Re: [Wonder-disc] Re: AJAX WebObjects Integration
Re: [Wonder-disc] Re: AJAX WebObjects Integration
- Subject: Re: [Wonder-disc] Re: AJAX WebObjects Integration
- From: "Pierce T. Wetter III" <email@hidden>
- Date: Tue, 23 May 2006 10:17:49 -0700
On May 23, 2006, at 1:05 AM, Anjo Krank wrote:
Am 23.05.2006 um 08:25 schrieb Mike Schrag:
I put up some initial docs on the components available in Wonder's
Ajax framework to try to address some of the "documentation gap".
Brrr. What a pompous asshole... I thought about writing something
re his "myth" stuff, but why bother.
Obviously this mail wasn't meant to be sent to two mailing lists.
I apologize for that, but I'm really short fused when I hear this
"Wonder has no docs" crap over and over and over again.
Well, I'll let it go this time, but I'm pretty furious about being
insulted in public, not to mention having personal information spread
across the list. I'm under a lot of stress right now, I didn't need
more. If you have a problem with me in the future, talk to me, not
the mailing list. Email is an imperfect medium; always assume that
how you took something may not be how it was meant. In return, I'd
like you to grant me a moment of your time, and listen with an open
heart.
In this case, I don't think I said "no docs" I said there was a gap
and I wasn't just talking about Wonder, I was talking about WO in
general. I'll probably keep bitching about the WO documentation until
there's a book at least as good as the Rails book on WebObjects. The
newbies need a step by step guide that points them towards D2W and
Direct Actions and away from component actions. Even Apple isn't
immune, look at store.apple.com or jobs.apple.com.

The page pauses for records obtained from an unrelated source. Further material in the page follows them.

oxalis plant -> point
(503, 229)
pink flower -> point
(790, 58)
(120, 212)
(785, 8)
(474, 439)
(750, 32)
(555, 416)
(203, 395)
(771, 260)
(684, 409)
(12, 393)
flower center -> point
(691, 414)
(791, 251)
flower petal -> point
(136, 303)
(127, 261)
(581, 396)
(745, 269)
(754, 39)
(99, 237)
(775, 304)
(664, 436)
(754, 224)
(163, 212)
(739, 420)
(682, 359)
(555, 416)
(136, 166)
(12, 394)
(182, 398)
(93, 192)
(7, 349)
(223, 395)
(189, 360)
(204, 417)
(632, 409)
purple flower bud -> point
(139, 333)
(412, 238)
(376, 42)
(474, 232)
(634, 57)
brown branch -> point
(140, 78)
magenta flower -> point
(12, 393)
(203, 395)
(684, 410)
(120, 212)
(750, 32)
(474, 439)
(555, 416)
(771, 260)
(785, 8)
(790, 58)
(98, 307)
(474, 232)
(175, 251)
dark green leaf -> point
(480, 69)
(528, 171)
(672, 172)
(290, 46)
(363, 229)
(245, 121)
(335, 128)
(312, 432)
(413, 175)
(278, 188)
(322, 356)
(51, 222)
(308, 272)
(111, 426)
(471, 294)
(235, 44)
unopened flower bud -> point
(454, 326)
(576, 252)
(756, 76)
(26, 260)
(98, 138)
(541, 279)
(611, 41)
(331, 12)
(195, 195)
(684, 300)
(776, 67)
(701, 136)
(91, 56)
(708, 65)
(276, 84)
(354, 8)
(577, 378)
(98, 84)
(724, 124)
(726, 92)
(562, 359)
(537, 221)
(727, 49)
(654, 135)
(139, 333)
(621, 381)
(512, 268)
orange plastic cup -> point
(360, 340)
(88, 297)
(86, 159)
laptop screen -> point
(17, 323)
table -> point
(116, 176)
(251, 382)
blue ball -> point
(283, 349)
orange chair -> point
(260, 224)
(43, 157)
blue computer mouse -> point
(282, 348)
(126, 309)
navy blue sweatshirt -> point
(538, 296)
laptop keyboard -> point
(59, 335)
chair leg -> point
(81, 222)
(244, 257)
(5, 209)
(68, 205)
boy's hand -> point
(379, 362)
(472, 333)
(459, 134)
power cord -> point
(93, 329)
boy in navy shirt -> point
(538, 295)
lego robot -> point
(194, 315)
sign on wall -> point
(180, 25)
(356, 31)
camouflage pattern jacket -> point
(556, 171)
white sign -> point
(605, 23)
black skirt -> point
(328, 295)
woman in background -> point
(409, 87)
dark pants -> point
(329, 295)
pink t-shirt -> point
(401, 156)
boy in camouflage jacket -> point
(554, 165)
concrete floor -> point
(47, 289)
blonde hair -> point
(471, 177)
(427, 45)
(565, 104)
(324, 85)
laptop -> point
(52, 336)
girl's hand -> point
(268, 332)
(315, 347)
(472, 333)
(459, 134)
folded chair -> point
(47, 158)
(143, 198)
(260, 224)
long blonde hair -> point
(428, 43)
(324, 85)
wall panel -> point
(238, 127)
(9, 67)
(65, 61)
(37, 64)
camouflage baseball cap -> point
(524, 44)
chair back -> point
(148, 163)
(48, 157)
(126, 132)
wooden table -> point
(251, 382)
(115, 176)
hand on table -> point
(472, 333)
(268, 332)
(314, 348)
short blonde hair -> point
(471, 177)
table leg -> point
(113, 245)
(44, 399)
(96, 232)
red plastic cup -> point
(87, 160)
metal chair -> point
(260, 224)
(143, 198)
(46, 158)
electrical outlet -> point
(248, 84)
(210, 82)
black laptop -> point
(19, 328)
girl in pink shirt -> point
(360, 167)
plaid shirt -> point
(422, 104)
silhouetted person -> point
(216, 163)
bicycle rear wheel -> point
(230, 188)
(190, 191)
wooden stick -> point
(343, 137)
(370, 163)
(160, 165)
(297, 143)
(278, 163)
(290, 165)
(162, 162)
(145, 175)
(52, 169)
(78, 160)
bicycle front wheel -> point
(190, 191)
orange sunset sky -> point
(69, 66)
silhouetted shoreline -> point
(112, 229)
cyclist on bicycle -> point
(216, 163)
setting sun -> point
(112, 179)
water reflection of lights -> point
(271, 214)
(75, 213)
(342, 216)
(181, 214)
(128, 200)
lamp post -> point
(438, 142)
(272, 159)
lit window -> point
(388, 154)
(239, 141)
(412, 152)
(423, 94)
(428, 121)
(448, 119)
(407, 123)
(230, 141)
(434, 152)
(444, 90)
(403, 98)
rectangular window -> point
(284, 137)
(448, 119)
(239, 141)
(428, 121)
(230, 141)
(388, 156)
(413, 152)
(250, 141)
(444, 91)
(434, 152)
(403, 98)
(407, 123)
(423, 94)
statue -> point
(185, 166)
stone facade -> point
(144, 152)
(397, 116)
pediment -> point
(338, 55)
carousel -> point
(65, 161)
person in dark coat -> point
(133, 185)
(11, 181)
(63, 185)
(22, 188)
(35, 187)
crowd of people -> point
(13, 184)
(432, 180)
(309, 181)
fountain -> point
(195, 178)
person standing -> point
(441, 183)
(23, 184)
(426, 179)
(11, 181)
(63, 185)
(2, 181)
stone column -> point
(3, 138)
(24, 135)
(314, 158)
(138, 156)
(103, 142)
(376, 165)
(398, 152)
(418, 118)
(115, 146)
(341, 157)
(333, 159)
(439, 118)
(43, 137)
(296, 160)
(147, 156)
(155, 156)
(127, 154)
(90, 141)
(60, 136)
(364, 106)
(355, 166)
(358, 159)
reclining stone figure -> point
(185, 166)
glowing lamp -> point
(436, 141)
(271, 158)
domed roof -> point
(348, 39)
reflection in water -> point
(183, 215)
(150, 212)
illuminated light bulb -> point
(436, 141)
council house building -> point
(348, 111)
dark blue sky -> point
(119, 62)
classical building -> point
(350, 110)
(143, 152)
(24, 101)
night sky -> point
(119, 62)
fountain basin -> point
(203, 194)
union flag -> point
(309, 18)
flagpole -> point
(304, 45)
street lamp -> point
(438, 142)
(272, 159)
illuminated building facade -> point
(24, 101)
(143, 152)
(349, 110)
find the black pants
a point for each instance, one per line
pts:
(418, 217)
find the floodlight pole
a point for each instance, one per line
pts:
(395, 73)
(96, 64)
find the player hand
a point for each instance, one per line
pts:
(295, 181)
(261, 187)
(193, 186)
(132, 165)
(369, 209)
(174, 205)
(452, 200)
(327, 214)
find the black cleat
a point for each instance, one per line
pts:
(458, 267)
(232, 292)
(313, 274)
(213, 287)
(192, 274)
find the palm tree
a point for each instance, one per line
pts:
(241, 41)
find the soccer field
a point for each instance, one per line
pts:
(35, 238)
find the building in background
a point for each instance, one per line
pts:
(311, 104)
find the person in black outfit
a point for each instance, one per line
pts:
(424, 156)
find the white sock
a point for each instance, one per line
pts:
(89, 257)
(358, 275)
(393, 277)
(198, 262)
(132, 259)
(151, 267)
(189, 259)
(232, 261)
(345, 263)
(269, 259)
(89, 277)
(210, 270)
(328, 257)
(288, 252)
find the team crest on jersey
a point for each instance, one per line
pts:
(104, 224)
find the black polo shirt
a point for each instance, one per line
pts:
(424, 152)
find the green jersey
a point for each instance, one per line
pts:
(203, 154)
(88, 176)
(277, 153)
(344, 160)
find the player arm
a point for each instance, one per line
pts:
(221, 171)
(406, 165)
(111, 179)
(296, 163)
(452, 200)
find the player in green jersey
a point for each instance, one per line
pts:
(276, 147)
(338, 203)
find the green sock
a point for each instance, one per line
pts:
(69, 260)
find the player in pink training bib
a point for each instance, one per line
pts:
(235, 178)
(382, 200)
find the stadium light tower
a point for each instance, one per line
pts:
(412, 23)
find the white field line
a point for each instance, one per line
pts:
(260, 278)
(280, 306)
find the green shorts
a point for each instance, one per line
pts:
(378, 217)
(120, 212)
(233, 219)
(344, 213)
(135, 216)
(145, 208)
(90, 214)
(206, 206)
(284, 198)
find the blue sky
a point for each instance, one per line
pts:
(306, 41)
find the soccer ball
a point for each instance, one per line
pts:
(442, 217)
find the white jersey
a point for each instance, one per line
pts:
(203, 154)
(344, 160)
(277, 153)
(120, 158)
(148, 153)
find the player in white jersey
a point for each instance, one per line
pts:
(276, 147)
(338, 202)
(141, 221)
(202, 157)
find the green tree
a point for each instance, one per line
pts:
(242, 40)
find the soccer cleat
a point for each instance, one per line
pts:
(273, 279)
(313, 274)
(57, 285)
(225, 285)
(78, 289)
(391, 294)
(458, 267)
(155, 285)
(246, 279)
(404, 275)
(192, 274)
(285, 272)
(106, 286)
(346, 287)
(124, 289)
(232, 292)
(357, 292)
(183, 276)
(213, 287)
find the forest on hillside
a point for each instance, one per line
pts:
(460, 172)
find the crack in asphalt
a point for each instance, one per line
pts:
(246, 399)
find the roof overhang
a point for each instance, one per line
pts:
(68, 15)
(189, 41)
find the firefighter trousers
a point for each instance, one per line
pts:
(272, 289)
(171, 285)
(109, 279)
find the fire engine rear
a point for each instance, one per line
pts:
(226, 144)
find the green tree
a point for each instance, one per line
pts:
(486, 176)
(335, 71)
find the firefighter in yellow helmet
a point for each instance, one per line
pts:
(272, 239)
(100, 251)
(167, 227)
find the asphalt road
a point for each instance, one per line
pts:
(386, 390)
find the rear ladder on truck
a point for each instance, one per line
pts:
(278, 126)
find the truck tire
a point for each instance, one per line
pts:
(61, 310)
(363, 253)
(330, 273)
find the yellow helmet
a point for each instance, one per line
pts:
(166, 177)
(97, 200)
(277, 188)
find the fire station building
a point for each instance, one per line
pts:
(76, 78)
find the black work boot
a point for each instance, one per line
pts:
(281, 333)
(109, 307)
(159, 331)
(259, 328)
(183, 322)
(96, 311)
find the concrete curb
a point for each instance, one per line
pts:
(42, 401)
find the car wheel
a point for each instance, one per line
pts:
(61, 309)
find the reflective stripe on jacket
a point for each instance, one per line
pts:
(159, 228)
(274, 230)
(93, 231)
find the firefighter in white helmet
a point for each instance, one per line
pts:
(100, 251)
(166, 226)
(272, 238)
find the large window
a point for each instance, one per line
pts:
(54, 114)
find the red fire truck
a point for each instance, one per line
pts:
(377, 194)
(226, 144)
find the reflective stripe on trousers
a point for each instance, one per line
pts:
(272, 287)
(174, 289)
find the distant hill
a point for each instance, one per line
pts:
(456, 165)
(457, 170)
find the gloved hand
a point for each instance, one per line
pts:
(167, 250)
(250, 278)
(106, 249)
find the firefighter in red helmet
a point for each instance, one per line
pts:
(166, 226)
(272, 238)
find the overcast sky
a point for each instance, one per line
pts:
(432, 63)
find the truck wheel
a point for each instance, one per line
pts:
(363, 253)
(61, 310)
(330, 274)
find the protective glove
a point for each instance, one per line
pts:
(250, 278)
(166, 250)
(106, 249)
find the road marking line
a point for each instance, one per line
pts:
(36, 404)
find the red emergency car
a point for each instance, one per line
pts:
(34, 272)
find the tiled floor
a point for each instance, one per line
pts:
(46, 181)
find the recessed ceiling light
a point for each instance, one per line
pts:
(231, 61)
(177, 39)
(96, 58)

As far as Wonder goes, I was only referring to the new Ajax
Framework of Mike, and it looks like he's doing a great job of
addressing it. Good enough in fact, that I'm going to approach him
about working together on the Ajax framework instead of rolling my
own and having to reconcile them later. I think I'll even contribute
to his docs.
But obviously there is a gap, or people wouldn't keep saying "no
docs". If one person says "you have a big nose", they're a pompous
asshole. If two people say "you have a big nose", they're probably
still pompous assholes, but you probably have a big nose. (Note: I
have no idea what Anjo looks like.) Even open source/free projects
needs to listen to their customers, and in this case, the customers
are saying "we'd like more docs".
Now at least part of the problem is that someone new to Wonder is
pointed at wonder.sf.net, and sort of left there. Wonder does have
"javadoc" documentation that I've been able to find, and I've seen
short articles here and there about Wonder, but if you go to
wonder.sf.net, there is no tab that says "documentation". I think I
found the javadoc documentation by accident via google, later on I
found a link in the "news section".
And personally, I think this trend of lazy programmers to just
throw together some javadoc documentation and consider themselves
done isn't that great. (You'd think they'd at least run doxygen to
get slightly better looking docs.) Wonder has gotten fairly big, and
now has numerous libraries, some of which are orthogonal to each
other. But god knows what exactly you need to install if you want one
feature over another... (unless you read the top level README.txt
file, but then you've downloaded everything...)
So Anjo, if you're tired of hearing no docs "crap":
1. Make a web page that links to all the existing Wonder articles
and such from sf.net to stepwise or wherever. Put THAT on the getting
started page. In general, ask yourself: What can I find out about
Wonder from wonder.sf.net? What can I find from Google? Why isn't
that the same set of information.
2. Try doxygen instead of javadoc, and put the link up on the
main sf site. Reading javadoc makes my eyes bleed.
3. Pull some of the contents from the various README files into
web pages on sf.net. Start with the very top README.txt file, there's
no reason why someone should have to download the whole set of source
code to find out what's in "Adaptors".
4. Break the Orthogonal components into separate downloads so
newbies can ease into Wonder.
I think at least some of the complaints would go away at that point.